US President Donald Trump warned yesterday of the “devastating” consequences of a government shutdown even as he lobbed wrenches into intense Republican manoeuvring to avoid a politically embarrassing funding debacle.
With the federal government set to run out of money at midnight today, the president added to the chaos with a burst of early morning tweets.
He second-guessed Republican leaders in Congress and slapped down his own chief of staff who had been leading a White House push on Capitol Hill for a budget compromise.
Arriving at the Pentagon for a visit, Trump told reporters that the government “could very well” shut down today.
The House of Representatives was expected to vote on a short-term funding measure, but it was unclear if Republicans had the votes to prevail.
In the event of a shutdown, federal employees for agencies considered non-essential are ordered to stay home until a budget deal is struck, at which point they are paid retroactively.
The most recent shutdowns – in 1995, 1996 and 2013 – saw some 800,000 workers furloughed per day.
Key government bodies such as the White House, Congress, State Department and Pentagon would remain operational, but would likely furlough some staff.
The military would still report for duty, but troops – including in combat – would potentially not be paid.
“A government shutdown will be devastating to our military ... something the Dems care very little about!” the US president  tweeted.
And yet in another tweet, Trump criticised the Republican short-term funding measure, opposing a sweetener intended to make it hard for Democrats to vote against it.
House Speaker Paul Ryan said later that he had spoken to the president, and insisted: “He fully supports passing what we’re bringing to the floor today.”
The sweetener is a six-year extension of a popular children’s health insurance programme, known as CHIP, a programme Democrats have worked hard to protect.
But Trump insisted: “CHIP should be part of a long term solution, not a 30 Day, or short term, extension!”
Republican Senator John Cornyn quickly corrected Trump in a counter-tweet: “The current house Continuing Resolution package has a six-year extension of CHIP, not a 30-day extension.”
Up against a similar deadline last month, lawmakers had passed a short-term resolution to keep the federal government funded until January 20.
Many Democrats are already opposed to another short-term fix, leaving Republicans to rely on their own divided caucus to advance the measure.
If it fails, Democrats will gain greater leverage to insist on a funding compromise that includes protection from deportation for the so-called “Dreamers”, the estimated 700,000 immigrants brought to the country illegally as children.
Negotiations on a bipartisan compromise that includes a fix on DACA, as the Deferred Action on Childhood Arrivals programme is known, collapsed in acrimony at a White House meeting last week.

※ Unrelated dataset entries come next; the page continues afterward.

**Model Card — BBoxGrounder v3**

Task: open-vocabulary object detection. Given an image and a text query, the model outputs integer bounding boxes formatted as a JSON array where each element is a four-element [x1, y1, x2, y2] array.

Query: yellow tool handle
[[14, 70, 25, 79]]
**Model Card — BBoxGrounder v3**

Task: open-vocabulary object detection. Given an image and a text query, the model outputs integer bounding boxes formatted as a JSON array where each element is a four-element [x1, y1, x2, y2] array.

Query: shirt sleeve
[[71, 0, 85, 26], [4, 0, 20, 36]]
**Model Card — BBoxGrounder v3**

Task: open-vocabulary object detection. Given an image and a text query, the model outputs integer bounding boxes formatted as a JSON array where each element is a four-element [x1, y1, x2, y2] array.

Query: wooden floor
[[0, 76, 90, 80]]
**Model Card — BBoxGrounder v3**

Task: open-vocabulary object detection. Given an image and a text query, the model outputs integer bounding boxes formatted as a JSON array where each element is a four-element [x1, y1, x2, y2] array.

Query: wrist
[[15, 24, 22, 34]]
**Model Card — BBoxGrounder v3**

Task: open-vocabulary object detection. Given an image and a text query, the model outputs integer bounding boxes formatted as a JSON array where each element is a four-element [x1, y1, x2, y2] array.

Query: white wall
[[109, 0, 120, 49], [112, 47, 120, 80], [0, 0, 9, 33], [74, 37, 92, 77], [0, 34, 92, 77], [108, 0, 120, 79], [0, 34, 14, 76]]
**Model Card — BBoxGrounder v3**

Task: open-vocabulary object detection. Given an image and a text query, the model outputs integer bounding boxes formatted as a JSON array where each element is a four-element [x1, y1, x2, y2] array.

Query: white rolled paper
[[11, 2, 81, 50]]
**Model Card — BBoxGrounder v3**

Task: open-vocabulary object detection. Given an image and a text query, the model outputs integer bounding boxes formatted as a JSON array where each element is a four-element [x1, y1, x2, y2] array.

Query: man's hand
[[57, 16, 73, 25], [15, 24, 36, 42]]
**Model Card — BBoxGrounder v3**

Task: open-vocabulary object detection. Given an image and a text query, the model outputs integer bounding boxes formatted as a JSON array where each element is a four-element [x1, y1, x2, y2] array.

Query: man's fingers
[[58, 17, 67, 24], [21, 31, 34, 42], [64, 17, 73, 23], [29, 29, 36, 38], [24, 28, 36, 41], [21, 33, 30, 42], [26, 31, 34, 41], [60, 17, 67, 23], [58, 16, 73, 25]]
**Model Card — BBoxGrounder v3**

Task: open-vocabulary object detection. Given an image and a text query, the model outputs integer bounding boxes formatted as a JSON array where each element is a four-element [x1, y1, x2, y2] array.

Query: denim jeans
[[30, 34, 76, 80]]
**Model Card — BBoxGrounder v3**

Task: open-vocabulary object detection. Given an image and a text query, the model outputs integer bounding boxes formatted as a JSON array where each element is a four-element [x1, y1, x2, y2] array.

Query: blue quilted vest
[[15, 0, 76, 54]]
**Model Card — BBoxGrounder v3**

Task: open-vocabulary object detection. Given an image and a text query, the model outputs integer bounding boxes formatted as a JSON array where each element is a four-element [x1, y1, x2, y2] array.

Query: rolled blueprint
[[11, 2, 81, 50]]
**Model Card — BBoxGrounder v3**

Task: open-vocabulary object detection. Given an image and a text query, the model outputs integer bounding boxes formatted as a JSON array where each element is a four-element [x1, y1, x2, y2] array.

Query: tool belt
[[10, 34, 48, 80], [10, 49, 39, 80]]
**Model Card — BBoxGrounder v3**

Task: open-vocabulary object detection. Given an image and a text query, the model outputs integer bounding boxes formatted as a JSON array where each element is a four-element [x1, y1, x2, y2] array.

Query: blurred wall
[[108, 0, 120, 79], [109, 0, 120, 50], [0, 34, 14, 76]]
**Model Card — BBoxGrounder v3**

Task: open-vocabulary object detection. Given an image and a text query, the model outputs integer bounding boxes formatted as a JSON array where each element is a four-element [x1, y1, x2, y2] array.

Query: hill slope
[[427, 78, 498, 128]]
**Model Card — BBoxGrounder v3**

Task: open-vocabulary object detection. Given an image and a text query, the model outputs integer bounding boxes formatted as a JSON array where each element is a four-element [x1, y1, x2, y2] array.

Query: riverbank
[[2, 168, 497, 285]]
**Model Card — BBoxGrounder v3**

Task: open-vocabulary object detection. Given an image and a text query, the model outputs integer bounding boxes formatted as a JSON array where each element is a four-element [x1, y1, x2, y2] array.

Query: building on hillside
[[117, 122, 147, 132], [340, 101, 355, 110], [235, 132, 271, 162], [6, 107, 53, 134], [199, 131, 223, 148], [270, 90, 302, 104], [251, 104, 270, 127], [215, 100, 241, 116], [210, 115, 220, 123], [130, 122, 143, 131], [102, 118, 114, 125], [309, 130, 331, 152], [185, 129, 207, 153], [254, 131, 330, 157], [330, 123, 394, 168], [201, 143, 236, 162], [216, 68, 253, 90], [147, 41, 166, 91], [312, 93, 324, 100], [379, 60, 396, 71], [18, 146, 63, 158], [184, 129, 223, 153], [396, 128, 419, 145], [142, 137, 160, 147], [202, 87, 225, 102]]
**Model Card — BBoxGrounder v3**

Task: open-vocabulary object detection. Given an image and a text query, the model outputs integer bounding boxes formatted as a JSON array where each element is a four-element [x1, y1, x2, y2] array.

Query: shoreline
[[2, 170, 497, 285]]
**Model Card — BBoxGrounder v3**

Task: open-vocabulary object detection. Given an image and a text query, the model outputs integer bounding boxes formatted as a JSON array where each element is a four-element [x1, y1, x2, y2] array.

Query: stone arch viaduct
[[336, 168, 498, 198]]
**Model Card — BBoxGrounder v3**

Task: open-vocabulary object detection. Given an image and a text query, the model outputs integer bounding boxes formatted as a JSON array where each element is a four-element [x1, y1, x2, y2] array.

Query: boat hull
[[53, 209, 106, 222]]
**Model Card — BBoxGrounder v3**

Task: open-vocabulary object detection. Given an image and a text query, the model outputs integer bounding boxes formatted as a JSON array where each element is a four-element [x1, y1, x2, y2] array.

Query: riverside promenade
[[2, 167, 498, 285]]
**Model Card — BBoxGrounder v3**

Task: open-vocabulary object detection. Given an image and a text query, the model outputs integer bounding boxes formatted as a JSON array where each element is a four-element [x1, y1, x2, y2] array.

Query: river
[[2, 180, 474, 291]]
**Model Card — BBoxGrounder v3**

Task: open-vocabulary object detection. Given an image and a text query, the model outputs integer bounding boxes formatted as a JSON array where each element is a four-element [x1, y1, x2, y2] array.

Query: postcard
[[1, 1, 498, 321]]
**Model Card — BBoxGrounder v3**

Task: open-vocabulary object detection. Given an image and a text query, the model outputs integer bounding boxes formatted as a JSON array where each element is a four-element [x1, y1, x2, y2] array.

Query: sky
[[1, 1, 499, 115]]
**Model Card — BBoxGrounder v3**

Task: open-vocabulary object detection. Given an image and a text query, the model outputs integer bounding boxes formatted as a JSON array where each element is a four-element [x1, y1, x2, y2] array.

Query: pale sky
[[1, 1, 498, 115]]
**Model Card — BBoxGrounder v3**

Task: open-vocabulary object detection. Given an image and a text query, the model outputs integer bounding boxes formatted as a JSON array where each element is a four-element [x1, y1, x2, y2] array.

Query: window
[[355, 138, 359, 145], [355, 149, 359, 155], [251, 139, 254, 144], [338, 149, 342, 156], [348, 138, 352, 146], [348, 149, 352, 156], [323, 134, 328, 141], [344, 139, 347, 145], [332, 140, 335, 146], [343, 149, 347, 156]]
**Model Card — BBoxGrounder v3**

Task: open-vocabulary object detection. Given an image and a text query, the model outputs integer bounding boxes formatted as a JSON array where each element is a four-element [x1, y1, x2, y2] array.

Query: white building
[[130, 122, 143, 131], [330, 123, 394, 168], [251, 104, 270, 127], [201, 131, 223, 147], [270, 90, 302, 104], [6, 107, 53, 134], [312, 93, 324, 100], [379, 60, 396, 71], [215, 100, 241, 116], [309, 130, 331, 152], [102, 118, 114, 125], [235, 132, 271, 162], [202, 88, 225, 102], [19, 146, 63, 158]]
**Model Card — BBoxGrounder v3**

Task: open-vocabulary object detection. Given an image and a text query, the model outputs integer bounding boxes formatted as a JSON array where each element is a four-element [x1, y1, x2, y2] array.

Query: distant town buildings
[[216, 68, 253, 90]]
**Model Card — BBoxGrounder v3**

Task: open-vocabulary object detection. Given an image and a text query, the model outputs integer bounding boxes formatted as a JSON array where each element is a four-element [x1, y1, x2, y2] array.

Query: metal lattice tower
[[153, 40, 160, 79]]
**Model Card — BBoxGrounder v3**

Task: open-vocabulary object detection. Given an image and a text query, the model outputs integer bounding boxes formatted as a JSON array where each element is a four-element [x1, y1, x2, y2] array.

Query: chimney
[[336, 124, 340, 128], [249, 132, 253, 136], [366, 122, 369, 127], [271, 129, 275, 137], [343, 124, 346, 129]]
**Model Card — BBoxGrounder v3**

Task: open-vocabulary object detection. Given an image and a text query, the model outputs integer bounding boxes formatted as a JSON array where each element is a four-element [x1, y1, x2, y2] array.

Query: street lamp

Trump’s reported reference to African nations and Haiti as “s**thole countries” ignited a still smouldering political firestorm.
White House chief of staff John Kelly met with the Congressional Hispanic Caucus on Wednesday to make the case that Trump had “evolved” on his signature campaign promise to build a wall the length of the US border.
Funding for border security, but not a full-blown wall, was part of the bipartisan budget compromise presented at last week’s contentious White House talks.
Participants at the meeting with Kelly quoted the retired general and former head of the Department of Homeland Security as saying that Trump was not “fully informed” when he made the wall promise.
But Trump hit back on Twitter yesterday, writing: “The Wall is the Wall, it has never changed or evolved from the first day I conceived of it.”
“If there is no Wall, there is no Deal!” Trump said in another tweet that described Mexico as “now rated the most dangerous country in the world” (see Mexico’s response in accompanying report on the right).
He said that some of the wall will be “see through” – a protection, he said last July, against people throwing “large sacks of drugs” over – and repeated that it will be paid for “directly or indirectly” by Mexico.
“The $20bn Wall is ‘peanuts’ compared to what Mexico makes from the US. NAFTA is a bad joke!” he said, reasserting his position on the trade pact which is currently being renegotiated.
Mexico once again insisted that it would not pay for the wall.
The mixed messages from the White House prompted a rebuke on Wednesday from frustrated Senate Majority Leader Mitch McConnell.
“I’m looking for something that President Trump supports, and he’s not yet indicated what measure he’s willing to sign,” McConnell told reporters. “As soon as we figure out what he is for, then I would be convinced that we were not just spinning our wheels.”